Nonetheless, Appeal Court Justices Chernov and Nettle viewed the surveillance footage. Justice Chernov reluctantly concluded it was appropriate to view the film as it played a significant part in the County Court Judge's decision making process and partly because the Appellant contended it supported his case. Justice Nettle did not expand upon his conclusion to view the film, but concluded in similar terms to Justice Chernov that the film illustrated substantial inconsistency with the Appellant's submissions.

In not viewing the film, Justice Redlich adopted the views of counsel for the Respondent - that it was not necessary to view the films unless other evidence illustrated the judge at first instance had erred in reaching her conclusions. This, in his view, was not made out.


It is an unusual step for an Appeal Court to take - to view surveillance footage or to enquire into evidence about the lack of credibility of the witness/appellant. As was noted by the High Court in Della Maddalena 'the subtle influence of the [plaintiff's] demeanour cannot be overlooked; it is a case in which it does not follow that because the trial judge made no express reference to demeanour, demeanour played no part in [her] findings'.

I suggest, but for the assertion of counsel for the Appellant that the surveillance footage in fact supported its case and not that of the Respondent, the majority of the Appeal Court would not have availed itself of the opportunity to view the footage.
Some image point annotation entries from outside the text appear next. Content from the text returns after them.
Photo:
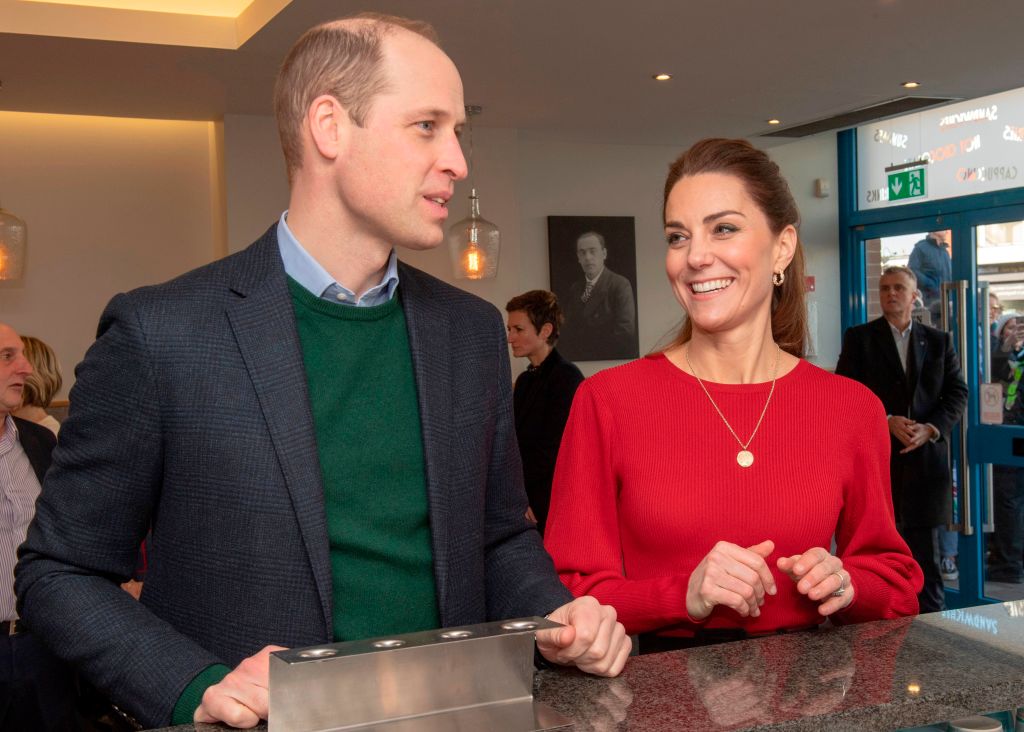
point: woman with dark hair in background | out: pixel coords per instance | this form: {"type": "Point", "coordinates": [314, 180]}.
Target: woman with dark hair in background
{"type": "Point", "coordinates": [543, 393]}
{"type": "Point", "coordinates": [698, 489]}
{"type": "Point", "coordinates": [42, 385]}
Issues of credibility often play a major role in the determination of personal injury actions before a court, however it is infrequently the role of the Appeal Court to inquire into the findings of credibility or otherwise of a plaintiff. Such a determination is made having regard to all the verbal and non-verbal cues available to a trial judge which are often not available or able to be replicated in the Court of Appeal.